At the same time, another group constructed a giant crossbow that would have been the ‘super gun’ of its day. Both machines had to use only materials available to Leonardo and they had just three months to complete the task. In last week’s programme, the crossbow team encountered frustration and disaster at every turn, from poor materials to disagreement on the final design. It all culminated in a test firing that would have left any Renaissance soldier far from terrified.
Meanwhile, the glider was progressing in leaps and bounds, with a working model and a full-size frame constructed, plus the pilot, Judy Leden, desperate to get on with risking her neck. Things look even more promising when Steve Roberts and Martin Kimm, who are constructing the glider, discover a tiny marking on the original Leonardo sketch that proves that the great artist understood aerodynamics even more profoundly than they had thought. The single word ‘Panot’ on the design (meaning ‘fabric’) shows that cloth completely covered the bird-like wings and will provide crucial lift to the glider.
This programme also examines Leonardo’s remarkably advanced insight into the workings of the human body and its anatomy. Thousands of surviving pages of notes describe ideas that are often cutting-edge, even in the 21st Century. Leading heart surgeon, Francis Wells, is an expert in heart valve replacement. He believes that the 16th Century artist understood the form and function of the heart in a way that modern medicine has only just managed. Leonardo even created models of the heart, blowing the glass himself, to understand the working of the valves and the passage of the blood through the organ as vortices – something that was only re-discovered in the last 20 years using hi-tech imaging equipment. He even designed a mechanical human from his studies.

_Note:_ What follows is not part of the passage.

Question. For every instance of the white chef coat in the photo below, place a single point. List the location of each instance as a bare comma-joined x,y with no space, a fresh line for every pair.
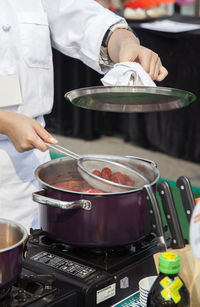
28,30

Back at the crossbow drawing board, team leader Dave Hepworth first beefs up the bow arms to get more power using metal straps and then strips the designs back to get closer to Leonardo’s plans. As judgement day approaches on the two reconstructions, the teams face different challenges. After all the frustrations and setbacks, Dave is ready for a final test of the giant crossbow – and whatever the risks to the machine, he is determined to go full out to prove that Leonardo’s weapon of war wasn’t just a flight of fancy.
The glider is confounding all expectations with its beauty and flying potential, but the crucial test is whether pilot Judy can control it without risking serious injury. And there’s only one way to find that out, so Judy bravely clambers aboard for the inaugural flight of Leonardo’s flying machine – a mere 500 years after it was designed.